I mean, you can call it whatever you want.
You can use whatever terms you want to use it.
You can you can call it kinetic activity or whatever nonsense.
You know, they say, you know, that the generals and the public spokespeople say and the think tank people on TV say or whatever, you know, and you can watch your friends play Call of Duty and everything.
But it's still never the same.
And then particularly when it involves the civilians.
And that is something that you can never, ever shake.
And also, too, it doesn't have to be killing.
It has it can also just be the terror that you put in people.
We conducted raids when people's houses, the terror that we put in people, the terror that we put into women and children because we went into their homes with our guns up and everything.
I mean, that's something that will never leave me.
I mean, that's something that will never, ever, ever leave me.
You know, and that's something that other guys talk about, too, what we did in terms of terrorizing people and went into their homes.
You now come back a different person.
You went over there, you joined the military, you were raised as a certain person with certain moral values, with a certain moral fiber, with certain moral pillars.
You thought of yourself as a good man or a good woman who was always going to protect somebody who was going to do the right thing.
And then you go and do that and everything collapses inside of you.
Everything crumbles.
You know, I knew a guy who he had PTSD.
He said he was a wreck.
And then it turned out that what was really killing him was the dissonance, because in the back of his head, there was a real him buried down in there somewhere screaming that this is wrong.
And he said it wasn't until he got home and this PTSD was just wide awake nightmares all damn day.
He couldn't get over it until he finally admitted to himself.
That was the key that, oh, I was the occupier.
That was the insight.
I wasn't helping the people.
I was the bad guy.
I was the stormtrooper.
They were the innocent civilian of Tatooine who I was terrorizing.
But the realization was what freed him.
And he went, OK, what I did was wrong.
Now I understand it.
Now I'm not tearing myself apart trying to rationalize this crap anymore.

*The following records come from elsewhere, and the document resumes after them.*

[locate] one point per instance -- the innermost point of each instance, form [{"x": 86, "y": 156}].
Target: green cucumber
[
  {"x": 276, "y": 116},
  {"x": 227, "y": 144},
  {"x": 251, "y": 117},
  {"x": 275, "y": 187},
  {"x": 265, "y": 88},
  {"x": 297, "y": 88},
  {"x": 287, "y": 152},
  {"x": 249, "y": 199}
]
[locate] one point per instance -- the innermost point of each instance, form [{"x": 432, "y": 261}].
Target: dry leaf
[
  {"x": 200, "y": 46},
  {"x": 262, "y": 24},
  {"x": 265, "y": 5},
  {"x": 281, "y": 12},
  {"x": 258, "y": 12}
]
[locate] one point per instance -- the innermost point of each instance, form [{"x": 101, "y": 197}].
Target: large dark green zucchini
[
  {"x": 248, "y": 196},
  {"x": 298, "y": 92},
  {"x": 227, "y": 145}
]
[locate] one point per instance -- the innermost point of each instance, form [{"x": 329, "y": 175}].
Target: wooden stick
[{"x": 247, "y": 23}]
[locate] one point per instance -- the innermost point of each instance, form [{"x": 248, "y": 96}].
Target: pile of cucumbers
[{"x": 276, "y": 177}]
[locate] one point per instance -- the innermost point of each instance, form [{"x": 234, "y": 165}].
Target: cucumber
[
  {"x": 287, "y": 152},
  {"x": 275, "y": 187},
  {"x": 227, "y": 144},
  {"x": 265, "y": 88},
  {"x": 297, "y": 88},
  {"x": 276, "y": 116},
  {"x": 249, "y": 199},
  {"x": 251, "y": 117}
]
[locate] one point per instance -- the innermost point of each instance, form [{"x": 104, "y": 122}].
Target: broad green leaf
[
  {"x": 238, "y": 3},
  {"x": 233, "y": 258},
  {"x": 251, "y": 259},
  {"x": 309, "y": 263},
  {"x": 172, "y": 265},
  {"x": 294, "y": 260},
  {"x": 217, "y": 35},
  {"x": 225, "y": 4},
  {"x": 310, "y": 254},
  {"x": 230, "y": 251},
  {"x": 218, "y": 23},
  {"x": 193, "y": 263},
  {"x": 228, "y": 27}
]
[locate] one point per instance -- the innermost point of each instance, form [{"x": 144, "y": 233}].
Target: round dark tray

And then, you know, he dedicated himself to antiwar activism after that to try to help make it right.
Yeah.
Yeah.
I mean, that was what that but that was what freed him was that he stopped lying to himself about what it was that he had just been a part of.
Yeah.
And I think you exactly.
The thing is, too, you come home, though, and like I said, you go, you know, you're at the hockey game and they make you they want you to stand up so 17000 people can applaud you, you know, and you're thinking to yourself, for what I did, for the things that I did for the people I terrorized, for the things I took part in, you know.
So yeah, there's that.
It really is.
It's a horrible, horrible thing.
And if you don't get help, if you don't, if you just try and suppress it or if you do like I did deal with it with alcohol, you know, self-medicate, you know, it just, you know, it spirals and then the suicidality comes.
And then I was a mess.
You know, I. I stayed in everything and I went to the State Department and went to Afghanistan and thought I was going to help end the war there by being a political officer in negotiations.

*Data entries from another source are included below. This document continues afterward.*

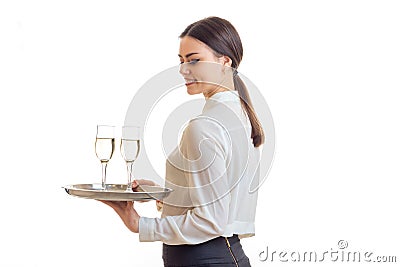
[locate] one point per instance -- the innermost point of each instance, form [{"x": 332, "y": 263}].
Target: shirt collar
[{"x": 223, "y": 96}]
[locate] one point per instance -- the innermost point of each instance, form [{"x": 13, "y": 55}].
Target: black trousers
[{"x": 219, "y": 251}]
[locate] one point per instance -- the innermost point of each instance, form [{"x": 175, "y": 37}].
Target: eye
[{"x": 194, "y": 61}]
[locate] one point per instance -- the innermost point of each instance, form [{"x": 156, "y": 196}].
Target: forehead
[{"x": 189, "y": 45}]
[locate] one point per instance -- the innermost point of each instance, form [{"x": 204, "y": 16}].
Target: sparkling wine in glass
[
  {"x": 130, "y": 147},
  {"x": 104, "y": 146}
]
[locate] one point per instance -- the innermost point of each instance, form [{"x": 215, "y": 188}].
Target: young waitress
[{"x": 212, "y": 170}]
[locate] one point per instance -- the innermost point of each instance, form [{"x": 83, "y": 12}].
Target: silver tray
[{"x": 117, "y": 192}]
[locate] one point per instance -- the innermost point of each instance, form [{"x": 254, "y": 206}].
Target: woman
[{"x": 213, "y": 168}]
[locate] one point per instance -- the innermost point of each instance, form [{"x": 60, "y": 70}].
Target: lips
[{"x": 190, "y": 81}]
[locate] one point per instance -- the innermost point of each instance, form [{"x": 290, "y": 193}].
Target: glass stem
[
  {"x": 104, "y": 174},
  {"x": 129, "y": 168}
]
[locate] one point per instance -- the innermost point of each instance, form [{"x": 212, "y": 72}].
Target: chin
[{"x": 192, "y": 91}]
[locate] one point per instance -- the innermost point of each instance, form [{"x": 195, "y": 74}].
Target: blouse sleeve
[{"x": 205, "y": 148}]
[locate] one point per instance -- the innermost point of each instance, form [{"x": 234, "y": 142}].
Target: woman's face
[{"x": 202, "y": 70}]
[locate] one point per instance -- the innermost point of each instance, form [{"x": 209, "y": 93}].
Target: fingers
[{"x": 136, "y": 183}]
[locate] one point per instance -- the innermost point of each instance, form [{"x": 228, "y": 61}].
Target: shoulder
[{"x": 205, "y": 126}]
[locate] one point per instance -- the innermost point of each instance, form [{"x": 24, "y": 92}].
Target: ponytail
[{"x": 257, "y": 133}]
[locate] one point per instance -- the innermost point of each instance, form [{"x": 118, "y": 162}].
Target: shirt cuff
[{"x": 147, "y": 228}]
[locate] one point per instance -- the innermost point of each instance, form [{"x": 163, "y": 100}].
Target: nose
[{"x": 184, "y": 69}]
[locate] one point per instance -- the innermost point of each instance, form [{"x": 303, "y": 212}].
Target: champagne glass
[
  {"x": 104, "y": 146},
  {"x": 129, "y": 147}
]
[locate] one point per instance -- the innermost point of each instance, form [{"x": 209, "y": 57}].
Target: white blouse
[{"x": 213, "y": 173}]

And of course, that didn't work out, you know, and come back and I'm trying to end the war and I'm still not getting help and just drink trying to drink my way through it and everything.
And that is, you know, a surefire way to make things much, much worse and destroy everything around you.
You know, and that's why I say you got to get help.
You have to you know, I mean, once you have the realization that you have these problems, you know, the next step has to be to get help.
I mean, that's if you mean that's the that's what you have to do, not just for yourself, but for everyone around you, because you will destroy everything around you, everything you value, you will destroy.
I mean, that that's that's the nature of the of war.
I mean, that's what war does.
War comes home with you and everything you destroyed over there, everything you took part in destroying all the suffering, you bring it home with you.
It's this contagious disease.
It's this vermin.
It's however you want to describe it, but it comes home with you and you destroy things with you.
It's you know, I mean, the Romans and the Greeks got they had, you know, gods for everything.
And sure enough.
Yeah.
There is a God for war for really good reason, because it was a force that was greater than mankind and it existed, you know, Mars, you know, and he existed.
And it's true.
I mean, you go to Iraq or Afghanistan.
It comes home with you.
You can't leave it there.
You know, I mean, maybe some people can, but I think they have other problems in themselves or they were in a position where they were able just to, you know, stay focused on something or they've got some special circumstances.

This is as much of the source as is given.